Before I get started, Red Hat/JBoss have the right & duty to their investors to grow revenue & profits as they see fit. I am certain that a good deal of thinking went into making this decision, especially to consider the customer impact.
Here’s a table that summarizes the likely announcement from RH/JBoss (where JBoss “retro” represents their business model as of 2007-04-23):
|JBoss “Retro”||Free||Open||Free or Paid|
The major change is that non-paying JBoss customers will have to build JBoss from source or use the JBoss “community edition” version (whatever they decide to name it) binary. (See below for why each may not be an optimal choice).
If I had to group OSS customers by their likelihood of paying for support/services, I’d suggest these three (other classifications are likely valid also):
1. Cost Contentious: Unlikely to ever pay
2. Scope Contentious: Pay based on app criticality & perceived need for support
3. Risk Contentious: Likely to always pay (i.e. CYA)
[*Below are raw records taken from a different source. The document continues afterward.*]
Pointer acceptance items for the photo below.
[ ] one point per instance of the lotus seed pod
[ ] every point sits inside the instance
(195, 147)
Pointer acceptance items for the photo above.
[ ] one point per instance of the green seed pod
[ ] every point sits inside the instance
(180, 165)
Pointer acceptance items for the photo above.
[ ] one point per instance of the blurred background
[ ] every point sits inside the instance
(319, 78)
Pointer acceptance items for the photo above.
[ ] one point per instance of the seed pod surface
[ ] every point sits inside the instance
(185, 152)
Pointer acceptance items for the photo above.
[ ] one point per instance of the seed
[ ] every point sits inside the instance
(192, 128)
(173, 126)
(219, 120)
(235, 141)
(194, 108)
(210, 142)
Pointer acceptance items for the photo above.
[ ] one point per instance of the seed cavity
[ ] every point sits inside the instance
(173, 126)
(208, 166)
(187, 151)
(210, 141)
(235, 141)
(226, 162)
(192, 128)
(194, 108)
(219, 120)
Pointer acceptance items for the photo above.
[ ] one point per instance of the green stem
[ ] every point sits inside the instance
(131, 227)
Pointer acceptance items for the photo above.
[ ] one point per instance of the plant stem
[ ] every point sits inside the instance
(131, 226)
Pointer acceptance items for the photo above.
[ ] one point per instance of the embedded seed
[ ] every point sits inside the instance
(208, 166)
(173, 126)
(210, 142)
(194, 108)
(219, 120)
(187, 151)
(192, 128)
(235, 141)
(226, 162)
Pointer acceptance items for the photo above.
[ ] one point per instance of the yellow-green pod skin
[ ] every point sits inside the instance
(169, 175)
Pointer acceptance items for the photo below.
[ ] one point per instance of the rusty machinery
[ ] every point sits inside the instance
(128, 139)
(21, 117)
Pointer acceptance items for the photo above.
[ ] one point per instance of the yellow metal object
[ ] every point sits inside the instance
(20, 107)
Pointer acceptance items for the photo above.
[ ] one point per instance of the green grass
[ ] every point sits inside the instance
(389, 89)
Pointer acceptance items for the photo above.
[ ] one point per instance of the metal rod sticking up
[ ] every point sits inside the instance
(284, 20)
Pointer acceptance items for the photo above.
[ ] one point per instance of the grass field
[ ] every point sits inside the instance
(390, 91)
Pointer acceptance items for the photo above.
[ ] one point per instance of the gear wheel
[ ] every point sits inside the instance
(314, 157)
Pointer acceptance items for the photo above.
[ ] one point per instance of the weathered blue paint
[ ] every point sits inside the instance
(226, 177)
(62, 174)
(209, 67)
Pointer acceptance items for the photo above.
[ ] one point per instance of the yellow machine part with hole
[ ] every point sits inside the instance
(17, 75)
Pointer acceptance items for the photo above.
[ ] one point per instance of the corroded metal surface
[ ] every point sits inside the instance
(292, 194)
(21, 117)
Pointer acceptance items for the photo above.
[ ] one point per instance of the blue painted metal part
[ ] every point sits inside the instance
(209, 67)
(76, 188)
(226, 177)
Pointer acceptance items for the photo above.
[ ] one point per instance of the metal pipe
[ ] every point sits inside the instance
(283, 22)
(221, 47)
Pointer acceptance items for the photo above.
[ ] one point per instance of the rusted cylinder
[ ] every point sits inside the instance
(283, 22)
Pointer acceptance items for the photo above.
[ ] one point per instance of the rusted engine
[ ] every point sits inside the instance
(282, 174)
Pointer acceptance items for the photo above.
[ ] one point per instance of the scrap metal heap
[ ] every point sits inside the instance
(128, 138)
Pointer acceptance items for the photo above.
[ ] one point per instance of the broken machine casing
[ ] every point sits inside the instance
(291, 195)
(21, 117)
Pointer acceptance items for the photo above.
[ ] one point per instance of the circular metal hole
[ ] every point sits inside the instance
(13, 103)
Let’s use these 3 categories to analyze the customer impact of using the Fedora/RHEL model for JBoss.
1A] Build JBoss from source: Not sure how many customers will do this. For example, how many customers build RHEL from source (although it’s a different ball of wax with an OS vs. an app server). Sometimes it’s not as easy as it sounds as builds don’t always complete on the first try. I haven’t built JBoss from source (so please leave a comment if you have), but at the very least, it’s one more hoop to jump through. Maybe there will be a market need for something like CentOS around JBoss products?
1B] Use JBoss “Community edition” (or whatever it is called): May not be appealing for production use, since “backwards compatibility” is not guaranteed and you may (inadvertently) use a feature that doesn’t make it to the next release.
1C] Consider an alternative: Customers will choose based on their needs and their comfort with one open source app server community over another.
2A] If the application isn’t business critical: and the impact of a few minutes/hours/days down time does not justify any spending, then see [1A], [1B] and [1C] from above. (Note: customers can define “business critical” differently).
2B] If the application is business critical: and you’ve been using JBoss without support, this move should help you decide to go get support.
3A] Already paying for support/services: Not a whole lot new for you
This move is definitely intended to drive more revenue to RH/JBoss from customers already using JBoss products without paying for support. There is a risk that some portion of these customers will view the move as a reason to consider alternative products. It appears that RH/JBoss feels that there’s more revenue to be had from [2B] than the risk of losing customers from [1C] and some folks in [2A]. And if these non-paying customers leave, did it really cost RH/JBoss something? (Methinks yes, but from a revenue standpoint, no, at least not now).